Today, with the expansion of machine learning research and mathematical techniques combined with the proliferation of open source tools, we are in a much better position to answer these questions directly. A few months back a new algorithm came to my attention via an interesting post on the FastML blog entitled "Are Stocks predictable". Check this link: http://fastml.com/are-stocks-predictable/
The short story is this: A PhD student at Carnegie Mellon University named Georg Goerg developed an algorithm and published his findings in what he called 'Forecastable Component Analysis'. This algorithm looks at a time-series and tries to determine how much noise vs. how much signal. The answer is provided as an 'Omega Score'. The algorithm was also provided as an R package ForeCA.
In English, if the data contains too much noise, attempts to predict the series will fail. This is really useful for stock prices. FastML shows that next day %changes for stock indexes have ridiculously low Omega scores, between 1.25% and 6%. Not enough to bank on.

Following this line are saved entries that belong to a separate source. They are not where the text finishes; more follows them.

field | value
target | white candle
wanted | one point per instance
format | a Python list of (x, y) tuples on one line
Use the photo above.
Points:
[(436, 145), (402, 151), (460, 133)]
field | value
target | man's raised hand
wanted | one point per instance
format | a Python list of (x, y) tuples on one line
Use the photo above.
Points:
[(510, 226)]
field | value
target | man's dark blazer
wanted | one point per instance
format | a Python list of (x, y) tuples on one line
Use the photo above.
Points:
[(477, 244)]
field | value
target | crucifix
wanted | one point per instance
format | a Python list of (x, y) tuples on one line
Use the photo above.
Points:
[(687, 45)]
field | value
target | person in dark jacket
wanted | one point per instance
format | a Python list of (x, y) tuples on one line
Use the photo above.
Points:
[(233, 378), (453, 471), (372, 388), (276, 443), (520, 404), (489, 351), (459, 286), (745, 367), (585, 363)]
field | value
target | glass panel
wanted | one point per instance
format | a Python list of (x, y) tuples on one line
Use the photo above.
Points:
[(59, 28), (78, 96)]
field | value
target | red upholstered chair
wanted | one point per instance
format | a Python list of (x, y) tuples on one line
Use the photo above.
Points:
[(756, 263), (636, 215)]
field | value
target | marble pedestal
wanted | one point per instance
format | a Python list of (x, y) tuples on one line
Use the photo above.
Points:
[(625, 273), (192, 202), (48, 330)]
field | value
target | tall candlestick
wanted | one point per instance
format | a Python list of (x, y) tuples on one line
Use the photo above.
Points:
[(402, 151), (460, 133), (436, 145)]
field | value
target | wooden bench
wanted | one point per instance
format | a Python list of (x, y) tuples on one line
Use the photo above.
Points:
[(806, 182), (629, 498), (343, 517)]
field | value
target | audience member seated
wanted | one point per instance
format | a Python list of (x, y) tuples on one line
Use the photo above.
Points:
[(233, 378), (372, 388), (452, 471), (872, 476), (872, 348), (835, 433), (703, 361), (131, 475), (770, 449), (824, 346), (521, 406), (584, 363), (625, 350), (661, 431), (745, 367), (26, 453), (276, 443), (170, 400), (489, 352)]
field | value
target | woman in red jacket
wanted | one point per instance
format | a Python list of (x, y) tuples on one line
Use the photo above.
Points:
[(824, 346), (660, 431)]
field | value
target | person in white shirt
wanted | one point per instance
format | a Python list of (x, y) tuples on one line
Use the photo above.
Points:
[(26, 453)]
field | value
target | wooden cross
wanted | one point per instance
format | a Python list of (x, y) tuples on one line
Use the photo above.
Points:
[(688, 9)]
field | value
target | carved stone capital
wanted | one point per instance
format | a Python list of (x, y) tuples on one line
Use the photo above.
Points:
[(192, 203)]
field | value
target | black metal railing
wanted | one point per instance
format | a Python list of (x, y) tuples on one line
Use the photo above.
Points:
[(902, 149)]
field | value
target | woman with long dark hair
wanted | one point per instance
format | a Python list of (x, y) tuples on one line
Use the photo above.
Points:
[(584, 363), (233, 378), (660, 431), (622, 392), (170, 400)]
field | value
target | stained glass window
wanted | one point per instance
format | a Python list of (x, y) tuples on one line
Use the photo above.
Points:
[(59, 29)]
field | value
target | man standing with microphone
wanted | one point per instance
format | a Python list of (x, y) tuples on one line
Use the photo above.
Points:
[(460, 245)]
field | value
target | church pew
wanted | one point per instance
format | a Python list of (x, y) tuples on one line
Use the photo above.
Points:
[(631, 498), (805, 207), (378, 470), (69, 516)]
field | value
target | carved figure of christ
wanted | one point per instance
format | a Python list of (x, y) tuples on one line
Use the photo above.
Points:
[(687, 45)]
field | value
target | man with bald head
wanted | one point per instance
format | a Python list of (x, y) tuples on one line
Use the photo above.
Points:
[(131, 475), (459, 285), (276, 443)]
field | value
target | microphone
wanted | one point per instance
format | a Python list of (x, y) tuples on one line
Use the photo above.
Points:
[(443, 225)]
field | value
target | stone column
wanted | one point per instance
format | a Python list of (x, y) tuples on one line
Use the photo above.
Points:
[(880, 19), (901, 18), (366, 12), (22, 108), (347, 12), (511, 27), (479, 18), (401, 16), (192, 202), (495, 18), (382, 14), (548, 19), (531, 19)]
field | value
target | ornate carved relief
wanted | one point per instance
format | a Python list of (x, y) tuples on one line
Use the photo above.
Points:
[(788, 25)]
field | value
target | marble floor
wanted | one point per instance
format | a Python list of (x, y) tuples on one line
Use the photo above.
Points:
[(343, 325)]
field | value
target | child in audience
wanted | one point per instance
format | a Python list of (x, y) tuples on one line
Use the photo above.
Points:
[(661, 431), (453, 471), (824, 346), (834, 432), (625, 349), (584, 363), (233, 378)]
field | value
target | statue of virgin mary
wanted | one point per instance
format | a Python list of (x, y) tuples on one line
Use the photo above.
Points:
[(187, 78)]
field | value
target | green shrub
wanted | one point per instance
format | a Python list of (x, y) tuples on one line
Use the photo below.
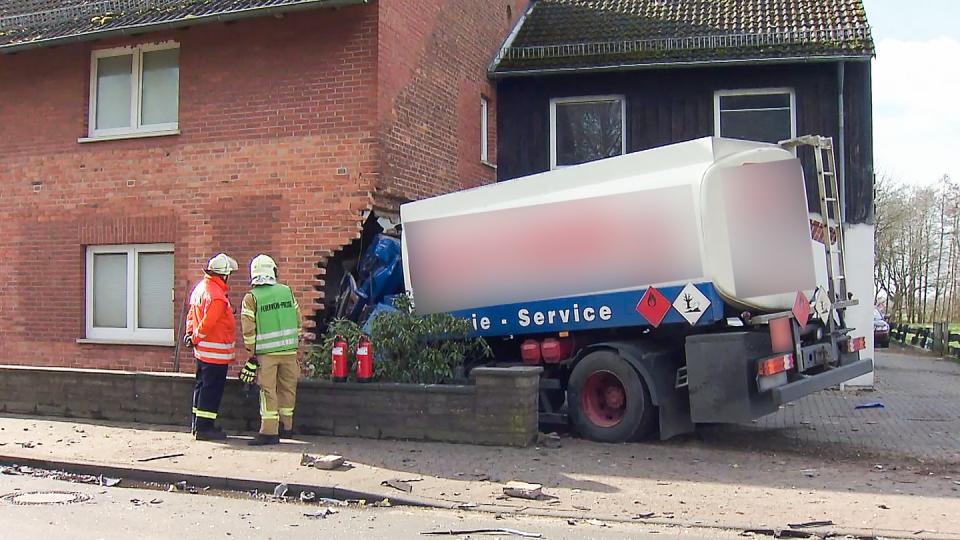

I discovered a similar effect in my research. No matter how much you torture the input data, forecasting the next day's close is a fool's folly. It is analogous to attempting to predict the flip of a coin. However, what I have discovered (assuming I am interpreting the results correctly), is that as you go out in time, the results start to become more meaningful. So, what would happen if you fed the ForeCA algorithm with Percentage change values for 1,5,10,15,20,25, and 30 days in the future ?
Here are the results. Note: ForeCA reorders the columns from most to least forecastable (after transformation), so for the sake of simplicity, just pay attention to the 'Orig' series' omega scores and the top right bar chart. (bars labeled X1-Day through X30_DAY). As you can see, the noise/signal ratio and your ability to forecast improves as the number of days increases.
$Omega
Series 7 Series 4 Series 5 Series 6 Series 3 Series 2 Series 1
31.998529 28.954507 25.660565 23.572059 20.275582 11.857304 4.612705
$Omega.orig
X1_DAY X5_DAY X10_DAY X15_DAY X20_DAY X25_DAY X30_DAY
1.632106 11.253286 18.363721 22.831144 26.353855 29.138379 31.560240
Again, assuming I am interpreting the results correctly, we have a 31.56% chance of getting the forecast right 30 days in the future. Still not enough to bank on. In the end, stock market success is not about the perfect algorithm or forecast or formula. It is about managing risk when your signal goes wrong.
(Note: I would have provided the R source code and input data, but it was left on my work laptop when I recently finished up a project with Cisco).